I stand in the shower, letting hot water wash away the memory of Dr. Feingold’s hands. I lather the soap onto a loofah and scour my body with it. I pile on shampoo and scrub at my scalp, though he didn’t touch my scalp, but as far as I’m concerned, his hands have been everywhere.
By the time I come out of the bathroom and dress, the men are packing up their things and leaving. I watch through the slats in the blinds as they load their belongings into their trucks and drive slowly away.
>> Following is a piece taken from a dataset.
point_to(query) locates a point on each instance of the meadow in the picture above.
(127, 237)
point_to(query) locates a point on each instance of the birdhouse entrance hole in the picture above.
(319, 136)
The earth outside is sopping wet. The puddles are profuse, not even puddles anymore but now flooding. The sky is darkening, though I don’t know if it’s due to the weather or because night will be here soon. It’s hard to say anymore. I can’t remember the last time we saw the sun. That alone would be depressing enough, but with what’s happened with Shelby, with Meredith and Delilah, things are dire.
 
; Bea and Wyatt are just back from their walk. I watch them out the window as they arrive home, coming up the path and to the front door. The door closes and Bea’s voice calls for me up the stairs.
“Be right down,” I call as I run a comb through my wet hair. Back in the bathroom, I towel dry the ends of it and throw it into a messy bun. I gather the towels to wash, heading downstairs, watching where I step because our home is covered in rosin paper and plastic sheeting, and sometimes nails or debris get dropped. We have to clean up after the workers leave. Zeus is here somewhere, but wherever he is, he’s hiding. He doesn’t like having people in the house any more than I do.
Bea changes out of her wet clothes and into something dry. She pours me a glass of wine and brings it to the sofa, where we sit with Wyatt at our feet. Dusk falls and the house turns dark. Bea and I make our way around, turning on lights. We reconvene on the sofa.
“I’ve been thinking,” she says.
I sip from my glass of wine. “About what?”
“Just because Dr. Feingold is a creep,” she says, “doesn’t make him a murderer.”
“Why do you say that?”
“What if he lied about knowing Meredith, not because he’s somehow involved in her disappearance, but because of the malpractice suit. Think about it, Kate. If he believed for a second that you were pregnant and in need of a doula, he wouldn’t want Meredith to scare you away. Meredith would have bad-mouthed him after what went down with that Tebow baby. It’s bad for business.”
I consider what she’s said. “I guess you’re right,” I tell her, though this doesn’t make him any less culpable in my mind. He’s still on the suspect list, as far as I’m concerned.